Consent for personal data to be stored and used is the focus of data protection laws, such as the EU’s GDPR. But this isn’t the only aspect with which web owners should be compliant. What about letting users know about ‘tracking code’ that your website might place on their own devices and computers?
These clever markers are called ‘Cookies’, but what’s their real purpose? There are three main reasons:
1) Cookie code can make returning to a website more straightforward. Users no longer have to enter a password, or repeat details that have been entered into a booking system, for instance.
2) Cookies may be imposed by ‘captcha’ systems to allow a website to remember that the user is ‘not a robot’
3) Cookies can help website owners track visitors to analyse where they are from, their demographic, whether they have come to the website in response to a social media post, what kind of device they are using, and so on.
The law says that although the data gathered by such cookies is generally not personalized, users must be able to choose for themselves whether they agree to cookies or not.
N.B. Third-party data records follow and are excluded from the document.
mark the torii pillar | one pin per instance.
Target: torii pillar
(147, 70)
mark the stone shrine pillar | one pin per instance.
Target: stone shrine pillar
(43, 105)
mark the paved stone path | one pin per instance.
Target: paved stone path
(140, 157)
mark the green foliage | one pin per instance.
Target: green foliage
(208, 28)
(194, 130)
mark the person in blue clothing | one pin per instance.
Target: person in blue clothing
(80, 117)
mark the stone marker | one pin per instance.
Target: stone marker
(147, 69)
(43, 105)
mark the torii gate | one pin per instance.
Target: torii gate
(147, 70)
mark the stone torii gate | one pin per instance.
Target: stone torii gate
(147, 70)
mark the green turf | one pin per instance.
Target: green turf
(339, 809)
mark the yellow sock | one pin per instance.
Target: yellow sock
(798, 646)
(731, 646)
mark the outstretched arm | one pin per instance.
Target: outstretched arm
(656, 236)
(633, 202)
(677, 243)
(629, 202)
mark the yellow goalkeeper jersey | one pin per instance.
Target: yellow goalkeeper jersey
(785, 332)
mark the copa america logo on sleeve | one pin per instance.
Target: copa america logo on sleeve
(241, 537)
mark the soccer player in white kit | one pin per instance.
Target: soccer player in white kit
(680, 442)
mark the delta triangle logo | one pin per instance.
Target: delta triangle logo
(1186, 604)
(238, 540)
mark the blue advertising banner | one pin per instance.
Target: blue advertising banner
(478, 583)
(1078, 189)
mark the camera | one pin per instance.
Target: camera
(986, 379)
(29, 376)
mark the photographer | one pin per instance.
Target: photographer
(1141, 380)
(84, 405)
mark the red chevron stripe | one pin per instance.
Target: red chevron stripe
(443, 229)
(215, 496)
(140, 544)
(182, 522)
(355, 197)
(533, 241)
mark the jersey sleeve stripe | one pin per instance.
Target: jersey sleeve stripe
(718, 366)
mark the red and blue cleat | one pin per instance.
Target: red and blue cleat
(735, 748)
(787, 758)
Consent cannot be assumed; the choice – yes or no – must be explicit. And that choice must be part of the data that is recorded.
All of this has greatly increased the number of annoying pop-up windows in today’s websites. As well as age-lockouts (‘are you over 18?’) and pay-walls (‘have you paid to see this webpage?’), there are multiple flavours of privacy permission forms. ‘Do you consent to receiving marketing or advertising?’ ‘Do you consent to your data being retained by the web owner?’ And ‘Are you OK with cookies on your computer?’